Another key aspect of CDP is simplicity and ease of use. Since the CRM database is highly complex, they require an IT team for setup and management, while CDP was created to be simple and manageable by marketing professionals.

So the key thing to emphasize here is that rather than working with a database (or databases) owned and controlled by IT. This means marketers do not have to go back and forth to IT and make requests to access data and get that data back. Marketers can manipulate and control data themselves, a simple but a very new concept.

A CDP (or CDP like systems) lets marketing teams leverage their data by putting the power in their own hands. This can be used for analysis and research, to make segments, to build and execute campaigns and get reports.

That all sounds good on paper (or screen) but the reality is that most businesses already have legacy systems, or they just spent millions installing a mammoth of a CRM system that was supposed to solve all their problems, or they already have several proper systems in place that do their jobs separately but are not connected, and the list goes on about the barriers that stand in the way of a business to even start thinking about centralizing their customer data and kicking off their digital transformation.


So what are the challenges to setting up a proper customer data hub?

Here businesses are presented with two options:

1- Replace existing system(s) with a modern one that is designed to propel the business into the future.

2- Gradually revamp their technology ecosystem by creating something that sits on top of the legacy systems and that has the ability to connect with modern day tools and systems, which gives the business the flexibility to get started fairly quickly without disrupting the existing infrastructure and some of the existing processes (which also means less cost).
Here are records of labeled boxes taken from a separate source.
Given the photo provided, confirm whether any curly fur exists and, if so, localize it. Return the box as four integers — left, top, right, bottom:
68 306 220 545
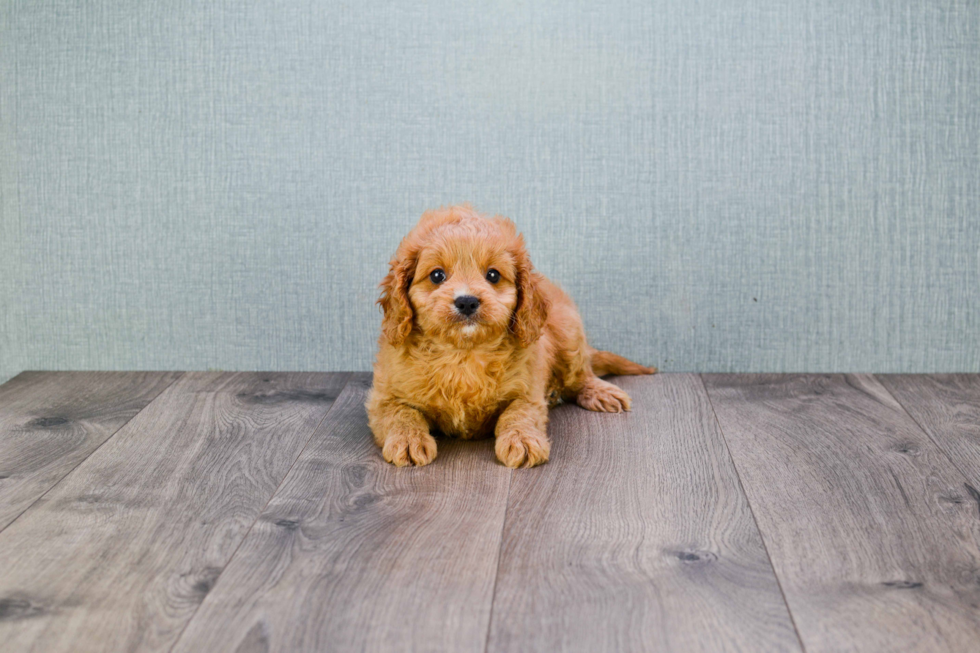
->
367 205 656 467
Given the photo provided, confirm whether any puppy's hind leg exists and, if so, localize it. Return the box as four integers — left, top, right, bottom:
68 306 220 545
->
575 376 632 413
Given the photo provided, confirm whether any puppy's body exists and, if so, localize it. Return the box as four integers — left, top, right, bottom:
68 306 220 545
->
367 206 654 467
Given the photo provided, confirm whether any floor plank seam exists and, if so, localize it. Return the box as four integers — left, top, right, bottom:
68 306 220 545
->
167 372 354 651
698 374 806 653
0 370 184 533
483 470 514 653
872 374 980 496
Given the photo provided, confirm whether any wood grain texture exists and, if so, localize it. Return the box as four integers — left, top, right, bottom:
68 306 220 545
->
704 375 980 653
175 375 510 652
488 374 799 652
0 373 347 652
877 374 980 488
0 372 180 530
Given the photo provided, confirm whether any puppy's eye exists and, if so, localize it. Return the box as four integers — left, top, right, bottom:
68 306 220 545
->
429 269 446 286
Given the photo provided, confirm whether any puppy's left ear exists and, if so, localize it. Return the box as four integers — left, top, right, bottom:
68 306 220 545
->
510 236 549 347
378 247 415 347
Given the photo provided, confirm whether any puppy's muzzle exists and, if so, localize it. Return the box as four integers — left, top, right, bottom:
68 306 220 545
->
453 295 480 317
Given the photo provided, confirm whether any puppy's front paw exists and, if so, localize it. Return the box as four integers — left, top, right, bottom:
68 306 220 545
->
494 429 551 469
575 378 632 413
381 433 436 467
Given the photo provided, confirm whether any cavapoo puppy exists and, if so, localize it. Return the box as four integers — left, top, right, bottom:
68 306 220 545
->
367 205 656 467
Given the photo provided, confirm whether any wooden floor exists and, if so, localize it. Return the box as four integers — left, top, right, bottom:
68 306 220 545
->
0 372 980 653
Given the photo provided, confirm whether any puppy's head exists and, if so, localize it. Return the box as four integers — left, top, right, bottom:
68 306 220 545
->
378 205 548 347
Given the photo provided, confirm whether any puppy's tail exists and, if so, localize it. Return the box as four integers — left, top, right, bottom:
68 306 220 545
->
592 351 657 376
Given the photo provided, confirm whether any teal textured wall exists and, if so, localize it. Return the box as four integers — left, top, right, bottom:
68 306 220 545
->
0 0 980 380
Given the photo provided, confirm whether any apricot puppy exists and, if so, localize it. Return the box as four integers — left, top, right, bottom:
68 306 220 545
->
367 205 656 467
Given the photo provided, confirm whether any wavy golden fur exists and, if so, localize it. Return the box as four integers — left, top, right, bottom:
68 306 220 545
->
367 205 656 467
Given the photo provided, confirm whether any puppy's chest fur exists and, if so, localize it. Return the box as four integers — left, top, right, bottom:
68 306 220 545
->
400 348 516 438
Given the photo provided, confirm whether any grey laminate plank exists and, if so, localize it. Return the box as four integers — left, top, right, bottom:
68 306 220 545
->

It is important to highlight that until a few years ago, the first option was pretty much the only option available because that was how technology was structured and built. One mammoth system to rule them all. Then a few years ago technology evolved, like it always does, into open platforms and cloud technology, in other words technology now allows us to build different “specialized” systems (or products) that can easily connect to each other to do a lot of different things. What is interesting about those systems is that a lot of them follow the plug-and-play model, where no installation is required, no expensive hardware to buy, no costly support, and more importantly no expensive upgrades, so in theory those systems never get outdated.

Now you might be thinking, that is great and businesses are naturally gradually revamping their systems to move quickly without disrupting the business a lot and without spending tons of money. Unfortunately, that is not case for many reasons, one of them is old habits die hard.

Remember in “Notes On Digital Transformation: An Introduction”, I mentioned that part of the digital transformation journey is people and changing the mindset of those people. Some of those people are in IT where the mindset is still one system to rule them all and one big initiative to change the world. So we still see businesses (especially big ones) that go the route of changing everything and moving from one big system to another big system with very unrealistic expectations about time, benefits, and cost. This mindset gets even more challenging by the simple fact that this new concept, of centralizing customer data that easily plugs into different marketing systems, shifts the control and decision making power from IT to Marketing. A lot of organizations are still struggling with that shift.

This is why it is important that businesses start adopting the approach of building a solid data foundation on top of which multiple, connected, solutions can be plugged into to serve the different needs of the different divisions. As long as the data foundation is solid then implementing and changing systems on top of that foundation should be cost efficient and quick.